|Reviews for Castaways the sequel to Halo3|
| Spacefan chapter 7 . 5/1/2008
I thought there was nothing worse than ME when I'm bored, but the Chief surpasses me...only he's grumpier.
| en extase chapter 4 . 4/23/2008
The Chief owns his own private planet? Not a yacht, but a freaking _planet_? Well, I suppose I knew from the get-go, but that it was stated was pure gold.
| en extase chapter 3 . 4/23/2008
I'd recommend this all over the place, lol. The Unggai and the ramification of the Halo ring being detonated is a stroke of genius. Most would dump Chief into his next adventure, but your fic operates on a higher level of sophistication.
A very minor note: "He blew a puff of air through his nose and clouded the inside of his faceplate" I've always thought that "interior" instead of "inside" sounds better in regards to a structure or accesory.
| en extase chapter 2 . 4/23/2008
Enjoying this deeply thus far. A minor point is that you could easily avoid the use of the passive voice at "A thin waterfall was pattering down from the plateau above like a flickering silver chain from the sky." by replacing "was pattering" with "pattered".
You look like you know what you're doing. Keep going!
| machinman chapter 1 . 4/15/2008
Its good. I like the "non-violent" take to Halo. I'm glad someone see"s that a story in the Halo universe can be good even without violence. Also it seems you researched the game quite well and to that i salute you. Please make that next chapter soon.
| Big D on a Diet chapter 5 . 3/16/2008
Very enjoyable so far. I'm tempted to ask for longer chapters, but the way you pace them makes them feel longer than they are. I'm enjoying the Chief/Cortana interaction a great deal, in particular how you're establishing that she's a creature of words, while he's someone who communicates through his actions.
| HolyDragoon chapter 5 . 3/15/2008
Well, the Chief has his house now. Chez Chief?
| Tynex chapter 4 . 3/4/2008
I was thinking up a 'sequel' to the Halo 3 game as well, but this is actually well planned and thought out.
Very curious on how this is going to play out!
| Chris000 chapter 4 . 3/4/2008
Its a very good concept. I think its very interesting to write a story on ehat happened right after the game. Watch the grammer a little bit and you'll be fine. Good work and keep it up
| HolyDragoon chapter 3 . 3/2/2008
Hmm. Interesting. Waiting to see more.
| Sith Lord Darth Revan chapter 3 . 2/29/2008
An interesting start. I look forward to seeing where it goes as there are few post Halo 3 fics that... actually follow-up the game well. No complains of this one so far and you seem to have a background knowledge of the books so I look forward to more.
| La Aardvark chapter 3 . 2/28/2008
Very Nice. Your spelling is good, so is your grammar, and the story idea is apparently well thought out.

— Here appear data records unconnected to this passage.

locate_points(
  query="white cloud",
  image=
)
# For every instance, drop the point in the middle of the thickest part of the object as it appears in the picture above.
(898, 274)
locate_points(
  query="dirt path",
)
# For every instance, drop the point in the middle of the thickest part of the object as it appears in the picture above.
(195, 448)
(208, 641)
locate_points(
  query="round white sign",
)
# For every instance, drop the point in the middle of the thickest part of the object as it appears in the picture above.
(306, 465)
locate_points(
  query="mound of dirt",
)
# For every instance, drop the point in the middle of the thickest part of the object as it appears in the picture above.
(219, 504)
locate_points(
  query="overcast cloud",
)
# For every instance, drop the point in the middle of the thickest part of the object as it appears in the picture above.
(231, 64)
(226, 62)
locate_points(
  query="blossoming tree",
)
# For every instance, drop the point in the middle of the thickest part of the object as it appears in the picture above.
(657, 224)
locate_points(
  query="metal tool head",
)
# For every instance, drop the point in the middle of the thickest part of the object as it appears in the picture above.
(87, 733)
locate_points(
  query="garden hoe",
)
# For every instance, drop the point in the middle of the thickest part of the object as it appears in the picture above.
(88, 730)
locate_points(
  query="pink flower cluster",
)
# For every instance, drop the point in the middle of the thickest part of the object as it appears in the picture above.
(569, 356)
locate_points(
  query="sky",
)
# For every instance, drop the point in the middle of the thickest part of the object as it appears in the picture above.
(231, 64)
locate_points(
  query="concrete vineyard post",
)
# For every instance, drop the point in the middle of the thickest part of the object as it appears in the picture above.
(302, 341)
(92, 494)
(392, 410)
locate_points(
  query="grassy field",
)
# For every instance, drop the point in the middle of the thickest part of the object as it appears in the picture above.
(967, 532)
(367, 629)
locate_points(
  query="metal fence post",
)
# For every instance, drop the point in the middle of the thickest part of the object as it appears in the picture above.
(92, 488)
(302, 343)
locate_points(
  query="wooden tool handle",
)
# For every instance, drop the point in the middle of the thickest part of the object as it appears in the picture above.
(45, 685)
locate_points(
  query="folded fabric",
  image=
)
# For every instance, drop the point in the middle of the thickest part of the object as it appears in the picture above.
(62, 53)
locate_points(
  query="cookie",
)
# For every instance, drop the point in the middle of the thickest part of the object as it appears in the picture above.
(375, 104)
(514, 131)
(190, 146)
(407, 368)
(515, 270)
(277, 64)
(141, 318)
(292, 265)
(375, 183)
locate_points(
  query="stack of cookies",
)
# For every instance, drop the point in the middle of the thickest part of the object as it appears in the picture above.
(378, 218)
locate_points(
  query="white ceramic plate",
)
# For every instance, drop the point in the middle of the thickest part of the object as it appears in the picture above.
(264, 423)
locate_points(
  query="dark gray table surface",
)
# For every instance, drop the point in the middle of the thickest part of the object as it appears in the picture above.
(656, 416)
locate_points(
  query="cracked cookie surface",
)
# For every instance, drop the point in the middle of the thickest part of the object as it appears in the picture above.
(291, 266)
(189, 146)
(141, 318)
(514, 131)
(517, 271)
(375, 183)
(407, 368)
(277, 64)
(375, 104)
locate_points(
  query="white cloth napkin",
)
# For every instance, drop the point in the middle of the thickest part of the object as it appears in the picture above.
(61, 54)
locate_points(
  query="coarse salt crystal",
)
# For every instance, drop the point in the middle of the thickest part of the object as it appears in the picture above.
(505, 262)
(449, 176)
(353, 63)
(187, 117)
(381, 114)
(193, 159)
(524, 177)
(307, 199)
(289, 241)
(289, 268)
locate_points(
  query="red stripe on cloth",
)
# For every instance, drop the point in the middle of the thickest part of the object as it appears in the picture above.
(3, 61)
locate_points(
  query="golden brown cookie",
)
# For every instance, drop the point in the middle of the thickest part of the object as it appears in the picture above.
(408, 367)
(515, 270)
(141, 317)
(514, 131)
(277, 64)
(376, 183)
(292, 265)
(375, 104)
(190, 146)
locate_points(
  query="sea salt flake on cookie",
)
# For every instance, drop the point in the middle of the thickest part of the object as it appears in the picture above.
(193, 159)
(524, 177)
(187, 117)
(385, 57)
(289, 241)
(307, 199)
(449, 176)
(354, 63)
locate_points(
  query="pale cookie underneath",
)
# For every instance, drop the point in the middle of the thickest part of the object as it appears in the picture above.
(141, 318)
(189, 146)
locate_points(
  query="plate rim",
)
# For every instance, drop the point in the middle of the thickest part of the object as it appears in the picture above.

| Spacefan chapter 3 . 2/28/2008
Fascinating story so far-I like it. Too bad the planet's inhabitants were obliterated by Halo because, from your description, they sound like they would have been interesting. Please hurry with an update...
| Tremble Wolf chapter 1 . 2/28/2008
It seems like a good start, though some of your grammar and sentence structure need a little work. In your second paragraph you used the word "she" to start three sentences in a row, and I found myself looking down the page to see if it would last forever.
Don't get me wrong, this is good, but my advice is don't publish six chapters at once; wait until you've had some reviews and input so you can learn more.
Just keep a variety for starting words, sentence length, and descriptive words and you'll have a huge difference, even though the changes are very small.